1 June 2017
Unlocking optimal returns for investors at 131 Lincoln Road
Oyster took the opportunity to maximise optimum returns for investors by divesting a well-located asset with significant potential. This decision came after years of solid returns and the realisation that capital investment would be necessary to address a long-term vacancy.
Investment highlights
A strong proposition
131 Lincoln Road was added to Oyster Property Group’s property portfolio in 2003, an asset in a prime location with excellent on-site amenities and with a broad range of tenants.
The property benefited from high levels of exposure along one of the busiest arterial roads in West Auckland. It also had convenient access to motorways, public transport links and on-site parking. Situated within the busy commercial centre was a GAS petrol station, McDonald’s restaurant and a medical centre, with additional office and retail space to the rear of the site.

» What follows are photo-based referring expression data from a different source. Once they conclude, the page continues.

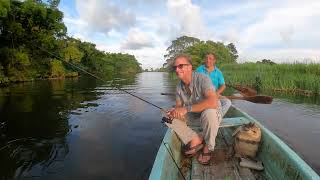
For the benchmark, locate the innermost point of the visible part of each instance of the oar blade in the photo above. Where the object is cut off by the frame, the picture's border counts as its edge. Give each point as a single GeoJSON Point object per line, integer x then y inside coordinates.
{"type": "Point", "coordinates": [260, 99]}
{"type": "Point", "coordinates": [245, 90]}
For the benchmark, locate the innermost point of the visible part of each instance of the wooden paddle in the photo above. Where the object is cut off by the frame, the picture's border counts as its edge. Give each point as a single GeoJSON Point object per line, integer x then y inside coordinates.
{"type": "Point", "coordinates": [255, 99]}
{"type": "Point", "coordinates": [244, 90]}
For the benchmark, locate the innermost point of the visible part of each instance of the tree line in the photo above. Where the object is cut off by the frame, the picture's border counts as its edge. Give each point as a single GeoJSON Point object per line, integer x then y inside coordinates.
{"type": "Point", "coordinates": [197, 49]}
{"type": "Point", "coordinates": [33, 41]}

131 Lincoln Road delivered significant value with an annual income return of 7.7 per cent to investors.
A fork in the road
Despite concentrated leasing efforts a level one office vacancy endured, driven by an oversupply of office space in the immediate area and tenant relocations to new developments in the Westgate area, which was providing new office space at compelling rates.
Significant capital expenditure and leasing cost was going to be needed to lease the nearly 1,900sqm of vacant space.
Despite the state of the leasing market, the investment sale market was experiencing a period of strong growth and demand, and an opportunity to crystallise optimum returns for our investors through a sale presented.
Results that speak for themselves
The well-timed sale of 131 Lincoln Road enabled Oyster to crystallise asset growth for investors by mitigating the need for additional expenditure and capitalising on the two new lease terms.
The property sold in 2017 for a sum $940,000 above its valuation, delivering a total return of 130.9 per cent to investors.